Sie sagte nach dem Abschluss der Koalitionsvereinbarung, dies sei kein Abschluss, sondern der Anfang einer gemeinsamen Regierungstätigkeit mit einem Partner, mit dem man fast 40 Jahre in tiefe Kämpfe verstrickt gewesen sei. Das werde nicht einfach werden, räumte sie ein. Doch hätten die Verhandlungen gezeigt, dass auch bei der SPD ein Geist der Verantwortung herrsche.

Sie erinnerte daran, dass das Ergebnis der Bundestagswahl das gewünschte Regierungsbündnis mit der FDP nicht ermöglicht habe. Eine Neuwahl aber wäre „ein verheerendes Signal“ gewesen. „Ich sehe als einzige verantwortbare Perspektive, auch aus staatspolitischer Notwendigkeit, die Möglichkeit einer großen Koalition“, betonte Merkel. Die Union stehe nach wie vor zu ihrem Regierungsprogramm. „Aber Politik ist die Kunst des Möglichen“ und müsse mit gesundem Realismus ihr Handeln den Gegebenheiten anpassen, zitierte sie Konrad Adenauer.
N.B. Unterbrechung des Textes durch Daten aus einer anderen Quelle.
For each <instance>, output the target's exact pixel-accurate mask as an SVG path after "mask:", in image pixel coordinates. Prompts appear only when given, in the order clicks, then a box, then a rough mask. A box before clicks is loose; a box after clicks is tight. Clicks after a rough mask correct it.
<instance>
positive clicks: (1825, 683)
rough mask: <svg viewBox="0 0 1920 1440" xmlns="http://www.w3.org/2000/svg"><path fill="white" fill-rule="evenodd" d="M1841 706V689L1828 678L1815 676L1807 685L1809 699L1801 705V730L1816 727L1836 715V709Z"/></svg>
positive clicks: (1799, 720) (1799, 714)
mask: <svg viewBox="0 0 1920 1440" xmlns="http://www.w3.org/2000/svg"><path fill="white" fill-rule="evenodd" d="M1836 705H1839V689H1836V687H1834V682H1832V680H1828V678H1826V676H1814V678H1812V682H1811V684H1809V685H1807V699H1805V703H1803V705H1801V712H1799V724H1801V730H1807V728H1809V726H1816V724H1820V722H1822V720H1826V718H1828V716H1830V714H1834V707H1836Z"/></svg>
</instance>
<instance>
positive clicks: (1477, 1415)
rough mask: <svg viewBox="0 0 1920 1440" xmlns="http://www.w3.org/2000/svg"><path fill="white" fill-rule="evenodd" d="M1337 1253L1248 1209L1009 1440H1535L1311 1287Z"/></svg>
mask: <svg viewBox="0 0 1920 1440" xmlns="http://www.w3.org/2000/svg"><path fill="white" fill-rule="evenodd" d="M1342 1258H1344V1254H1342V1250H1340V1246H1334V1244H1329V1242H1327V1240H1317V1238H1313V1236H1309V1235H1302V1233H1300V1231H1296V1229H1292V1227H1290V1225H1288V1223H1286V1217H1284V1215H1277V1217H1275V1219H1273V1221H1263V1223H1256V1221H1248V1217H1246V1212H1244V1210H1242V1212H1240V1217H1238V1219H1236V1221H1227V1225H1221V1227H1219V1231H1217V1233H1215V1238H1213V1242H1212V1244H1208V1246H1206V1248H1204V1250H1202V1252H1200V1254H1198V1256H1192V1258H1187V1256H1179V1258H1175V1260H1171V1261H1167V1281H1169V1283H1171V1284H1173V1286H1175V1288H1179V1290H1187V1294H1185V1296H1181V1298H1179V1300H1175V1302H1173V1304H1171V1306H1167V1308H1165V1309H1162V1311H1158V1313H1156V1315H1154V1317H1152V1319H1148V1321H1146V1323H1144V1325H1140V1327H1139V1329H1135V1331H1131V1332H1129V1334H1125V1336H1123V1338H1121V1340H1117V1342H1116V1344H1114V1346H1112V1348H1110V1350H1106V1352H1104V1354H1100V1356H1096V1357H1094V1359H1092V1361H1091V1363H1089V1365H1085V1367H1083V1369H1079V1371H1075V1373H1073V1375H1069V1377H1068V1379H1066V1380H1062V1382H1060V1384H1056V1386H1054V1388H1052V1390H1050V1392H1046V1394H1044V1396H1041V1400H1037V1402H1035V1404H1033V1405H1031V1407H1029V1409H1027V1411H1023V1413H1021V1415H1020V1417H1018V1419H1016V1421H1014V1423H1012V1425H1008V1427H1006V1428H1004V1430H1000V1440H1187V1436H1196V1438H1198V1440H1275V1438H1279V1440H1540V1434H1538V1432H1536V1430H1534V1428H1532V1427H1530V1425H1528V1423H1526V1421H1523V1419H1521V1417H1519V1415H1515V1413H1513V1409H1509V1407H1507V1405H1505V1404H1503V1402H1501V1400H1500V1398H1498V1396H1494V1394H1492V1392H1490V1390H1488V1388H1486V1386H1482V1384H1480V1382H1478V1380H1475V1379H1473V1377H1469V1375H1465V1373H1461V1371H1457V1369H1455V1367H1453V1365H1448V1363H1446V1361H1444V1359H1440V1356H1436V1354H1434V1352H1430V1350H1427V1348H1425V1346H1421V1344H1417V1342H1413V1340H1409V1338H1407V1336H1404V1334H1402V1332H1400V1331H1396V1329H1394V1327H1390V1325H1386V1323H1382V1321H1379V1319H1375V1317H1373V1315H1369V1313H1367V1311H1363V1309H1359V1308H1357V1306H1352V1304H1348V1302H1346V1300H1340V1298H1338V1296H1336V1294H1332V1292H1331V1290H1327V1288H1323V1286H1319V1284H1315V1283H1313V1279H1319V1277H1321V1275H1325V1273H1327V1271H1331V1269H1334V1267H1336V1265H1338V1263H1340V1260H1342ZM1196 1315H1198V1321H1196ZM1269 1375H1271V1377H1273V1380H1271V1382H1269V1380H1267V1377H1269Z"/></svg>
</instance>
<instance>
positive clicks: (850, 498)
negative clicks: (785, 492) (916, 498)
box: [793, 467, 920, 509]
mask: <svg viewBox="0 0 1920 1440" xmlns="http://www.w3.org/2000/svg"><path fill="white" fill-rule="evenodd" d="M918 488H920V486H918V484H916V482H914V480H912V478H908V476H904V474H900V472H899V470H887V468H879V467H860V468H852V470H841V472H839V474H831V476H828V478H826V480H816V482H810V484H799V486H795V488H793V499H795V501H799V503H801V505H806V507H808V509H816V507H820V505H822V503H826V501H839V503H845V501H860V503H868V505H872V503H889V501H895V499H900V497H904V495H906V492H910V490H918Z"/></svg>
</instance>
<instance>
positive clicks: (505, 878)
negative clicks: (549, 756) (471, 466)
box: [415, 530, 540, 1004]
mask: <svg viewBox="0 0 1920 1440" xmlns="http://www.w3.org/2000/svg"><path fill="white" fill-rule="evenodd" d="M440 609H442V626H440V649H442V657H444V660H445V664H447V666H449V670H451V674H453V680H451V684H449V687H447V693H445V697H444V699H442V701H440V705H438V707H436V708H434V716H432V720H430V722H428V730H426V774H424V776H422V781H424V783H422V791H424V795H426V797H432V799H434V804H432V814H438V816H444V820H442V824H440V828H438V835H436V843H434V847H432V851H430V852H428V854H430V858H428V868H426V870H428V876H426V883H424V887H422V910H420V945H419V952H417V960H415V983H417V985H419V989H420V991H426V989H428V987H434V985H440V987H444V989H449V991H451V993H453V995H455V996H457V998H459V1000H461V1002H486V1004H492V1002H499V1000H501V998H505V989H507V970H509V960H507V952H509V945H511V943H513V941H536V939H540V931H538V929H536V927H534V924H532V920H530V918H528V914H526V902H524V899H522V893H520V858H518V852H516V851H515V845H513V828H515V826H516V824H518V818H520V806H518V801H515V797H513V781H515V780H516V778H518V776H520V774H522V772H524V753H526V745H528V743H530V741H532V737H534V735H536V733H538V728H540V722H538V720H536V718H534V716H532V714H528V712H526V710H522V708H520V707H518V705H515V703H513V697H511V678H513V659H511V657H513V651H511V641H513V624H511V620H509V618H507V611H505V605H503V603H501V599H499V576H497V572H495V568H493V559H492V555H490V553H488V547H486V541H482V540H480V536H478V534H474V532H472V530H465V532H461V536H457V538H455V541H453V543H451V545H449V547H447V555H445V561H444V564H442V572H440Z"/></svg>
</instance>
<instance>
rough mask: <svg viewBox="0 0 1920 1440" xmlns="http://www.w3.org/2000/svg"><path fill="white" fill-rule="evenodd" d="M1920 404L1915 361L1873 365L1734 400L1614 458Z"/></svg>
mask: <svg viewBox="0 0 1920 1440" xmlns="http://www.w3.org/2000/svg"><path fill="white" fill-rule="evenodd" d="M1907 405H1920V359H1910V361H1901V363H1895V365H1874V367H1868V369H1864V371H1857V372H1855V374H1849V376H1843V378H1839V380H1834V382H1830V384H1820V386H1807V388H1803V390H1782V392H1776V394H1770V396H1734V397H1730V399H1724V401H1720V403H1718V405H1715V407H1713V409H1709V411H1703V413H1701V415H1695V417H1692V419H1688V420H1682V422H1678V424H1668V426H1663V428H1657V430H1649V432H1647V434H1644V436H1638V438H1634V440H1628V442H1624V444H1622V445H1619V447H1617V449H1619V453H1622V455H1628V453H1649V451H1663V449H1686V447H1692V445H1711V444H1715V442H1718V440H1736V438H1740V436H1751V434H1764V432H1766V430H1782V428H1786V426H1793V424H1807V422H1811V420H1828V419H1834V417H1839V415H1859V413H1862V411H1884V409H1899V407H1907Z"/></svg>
Union und SPD wollen nach Merkels Worten „mit Fröhlichkeit und Leidenschaft“ gemeinsam vier Jahre lang „Verantwortung tragen, Mut beweisen und eine menschliche Politik machen“. Angela Merkel, viele unterschätzen sie immer noch, und das ist manchmal eine bessere Startchance als die Überschätzung. Man erinnere sich an Rita Süssmuth, die auch zunächst nur Verachtung empfing wegen ihrer kleinbürgerlichen katholischen Herkunft. Welch kompetente und respektable Politikerin in ihr steckte, hat sie durch ihre Arbeit bewiesen, obwohl sie es gar nicht beweisen wollte. So kann man es bisher schon bei Angela Merkel sehen, sie will dienen, dem Land und seinen Menschen. Und wohl deshalb erklang es auch am Sonntag bei Sabine Christiansen: „Lasst sie doch erst mal anfangen.“ Jetzt ist es soweit. 100 Tage Schonfrist bekommt traditionell jede Regierung.